How to Brush the Teeth of a Javanese Cat

  • Start by getting your Javanese cat comfortable with having their mouth touched. Gently lift their lip and touch their teeth with your finger.
  • Once your cat is comfortable with having their mouth touched, introduce them to a toothbrush. Use a soft-bristled toothbrush specifically designed for cats.
  • Apply a small amount of cat toothpaste to the toothbrush. Do not use human toothpaste as it can be harmful to cats.
  • Gently brush your Javanese cat’s teeth in a circular motion, focusing on the outer surfaces of the teeth. Be sure to brush the back teeth as well.
  • Brush for about 30 seconds on each side of the mouth. Gradually increase the brushing time as your cat becomes more comfortable with the process.
  • Reward your Javanese cat with a treat or praise after each brushing session to reinforce positive behavior.

Recommended Frequency

Brush your Javanese cat‘s teeth at least 2-3 times a week to maintain good oral hygiene. Regular brushing can help prevent dental problems such as gum disease and tooth decay.

Javanese Common Coat Issues

Grooming your cat is 90% done. However, it’s important to keep an eye on the following “potential” issues:

Fleas and Ticks

To prevent fleas and ticks on your cat, use a flea comb regularly and keep your home clean. Vacuum carpets and furniture frequently, and wash your cat’s bedding in hot water.
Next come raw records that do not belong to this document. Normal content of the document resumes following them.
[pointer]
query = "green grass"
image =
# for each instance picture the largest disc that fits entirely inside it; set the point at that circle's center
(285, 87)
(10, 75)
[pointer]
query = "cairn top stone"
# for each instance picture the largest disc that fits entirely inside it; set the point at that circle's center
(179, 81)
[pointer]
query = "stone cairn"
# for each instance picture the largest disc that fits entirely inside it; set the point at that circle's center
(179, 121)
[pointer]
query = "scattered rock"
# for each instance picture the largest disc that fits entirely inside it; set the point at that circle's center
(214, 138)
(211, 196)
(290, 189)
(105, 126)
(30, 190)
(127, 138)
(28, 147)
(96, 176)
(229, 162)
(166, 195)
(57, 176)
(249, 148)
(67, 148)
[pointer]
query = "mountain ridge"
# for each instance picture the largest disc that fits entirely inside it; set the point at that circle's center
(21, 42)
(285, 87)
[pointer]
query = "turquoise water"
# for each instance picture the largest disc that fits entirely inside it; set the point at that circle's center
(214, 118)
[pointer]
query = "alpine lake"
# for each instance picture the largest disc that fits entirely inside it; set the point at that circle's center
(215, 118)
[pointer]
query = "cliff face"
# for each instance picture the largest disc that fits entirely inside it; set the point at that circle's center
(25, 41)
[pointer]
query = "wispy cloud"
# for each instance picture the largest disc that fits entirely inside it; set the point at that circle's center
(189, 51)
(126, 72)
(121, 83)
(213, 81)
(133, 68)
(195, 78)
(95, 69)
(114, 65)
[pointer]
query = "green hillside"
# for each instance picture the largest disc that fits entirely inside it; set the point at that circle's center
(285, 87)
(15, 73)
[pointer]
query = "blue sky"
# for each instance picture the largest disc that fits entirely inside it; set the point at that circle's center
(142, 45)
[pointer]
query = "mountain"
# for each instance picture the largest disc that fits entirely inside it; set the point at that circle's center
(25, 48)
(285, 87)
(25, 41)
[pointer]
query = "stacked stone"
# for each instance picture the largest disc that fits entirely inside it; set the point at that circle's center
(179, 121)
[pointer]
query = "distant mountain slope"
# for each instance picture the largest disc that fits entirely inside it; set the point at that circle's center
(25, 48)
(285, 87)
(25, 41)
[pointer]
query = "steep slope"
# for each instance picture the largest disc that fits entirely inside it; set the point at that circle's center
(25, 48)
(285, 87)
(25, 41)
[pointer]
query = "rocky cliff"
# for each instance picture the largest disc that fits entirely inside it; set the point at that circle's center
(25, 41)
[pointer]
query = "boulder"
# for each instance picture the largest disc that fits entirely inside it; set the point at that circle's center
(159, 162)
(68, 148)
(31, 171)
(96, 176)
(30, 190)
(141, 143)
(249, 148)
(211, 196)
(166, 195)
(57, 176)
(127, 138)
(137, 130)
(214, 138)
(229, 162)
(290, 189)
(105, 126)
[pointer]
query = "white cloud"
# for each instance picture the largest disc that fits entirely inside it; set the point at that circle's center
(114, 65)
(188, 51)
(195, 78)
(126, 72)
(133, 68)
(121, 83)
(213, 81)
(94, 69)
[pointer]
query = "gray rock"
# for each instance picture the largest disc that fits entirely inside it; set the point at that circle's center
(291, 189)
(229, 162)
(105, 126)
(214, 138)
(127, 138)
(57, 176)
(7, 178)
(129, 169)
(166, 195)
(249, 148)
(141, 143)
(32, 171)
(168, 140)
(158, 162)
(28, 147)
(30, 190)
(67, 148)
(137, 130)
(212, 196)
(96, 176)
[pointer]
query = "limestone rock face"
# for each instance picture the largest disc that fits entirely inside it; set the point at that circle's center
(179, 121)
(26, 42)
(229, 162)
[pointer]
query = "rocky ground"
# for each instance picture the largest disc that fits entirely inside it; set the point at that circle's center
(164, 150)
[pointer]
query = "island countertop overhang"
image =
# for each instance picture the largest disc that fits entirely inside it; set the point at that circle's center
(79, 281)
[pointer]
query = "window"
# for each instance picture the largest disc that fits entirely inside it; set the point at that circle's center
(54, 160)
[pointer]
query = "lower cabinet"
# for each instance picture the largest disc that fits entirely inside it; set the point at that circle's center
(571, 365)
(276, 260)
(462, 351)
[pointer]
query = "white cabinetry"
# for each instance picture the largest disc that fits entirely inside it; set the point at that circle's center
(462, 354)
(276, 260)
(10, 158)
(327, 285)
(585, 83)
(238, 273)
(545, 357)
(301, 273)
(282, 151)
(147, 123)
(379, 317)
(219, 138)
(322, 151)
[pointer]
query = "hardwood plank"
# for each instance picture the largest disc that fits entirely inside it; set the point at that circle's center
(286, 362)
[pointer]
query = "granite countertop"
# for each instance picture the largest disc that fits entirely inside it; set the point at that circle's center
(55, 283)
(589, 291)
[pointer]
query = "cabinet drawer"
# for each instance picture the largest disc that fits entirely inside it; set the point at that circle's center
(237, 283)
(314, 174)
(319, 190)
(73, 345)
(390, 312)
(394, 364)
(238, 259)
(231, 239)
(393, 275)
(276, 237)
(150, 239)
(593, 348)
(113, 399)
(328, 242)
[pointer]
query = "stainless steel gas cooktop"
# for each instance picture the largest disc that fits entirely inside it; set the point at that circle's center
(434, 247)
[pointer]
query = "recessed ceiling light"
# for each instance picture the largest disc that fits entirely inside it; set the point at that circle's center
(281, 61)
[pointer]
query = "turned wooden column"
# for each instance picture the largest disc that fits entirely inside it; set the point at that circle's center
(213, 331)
Consider using a flea and tick preventative medication recommended by your veterinarian.

Matted Fur

Javanese cats have long, silky hair that can easily become matted if not brushed regularly. To prevent matting, brush your Javanese cat at least once a week with a slicker brush and a metal comb. If you do find mats, use a mat splitter or scissors to carefully cut them out, being careful not to cut the cat’s skin.

Allergies and Skin Irritations

Javanese cats have a tendency to develop skin allergies, which can cause itching and redness. To address this issue, it’s important to identify the allergen and eliminate it from the cat’s environment. Regular grooming and bathing can also help to soothe irritated skin.

How Often Should I Brush My Javanese Cat?

You should brush your Javanese cat at least once a week to prevent matting and tangles in their long, silky coat. Daily brushing is recommended during shedding season to remove loose fur and prevent hairballs.

Can I Use Human Shampoo on My Javanese Cat?

You should not use human shampoo on your Javanese cat. Human shampoo is formulated for human hair and can be too harsh for your cat’s delicate skin and coat. It can strip their natural oils and cause dryness, itching, and irritation. Instead, use a cat-specific shampoo that is gentle and pH-balanced for their skin.

Are Javanese Cats High Maintenance?

The Javanese breed of cat does not require an undercoat and is therefore low maintenance. They can benefit from regular combing, but their coats do not easily form mats. While some may consider Javanese cats hypoallergenic due to their light hair and lack of an undercoat, it is important to note that no cat can be completely hypoallergenic.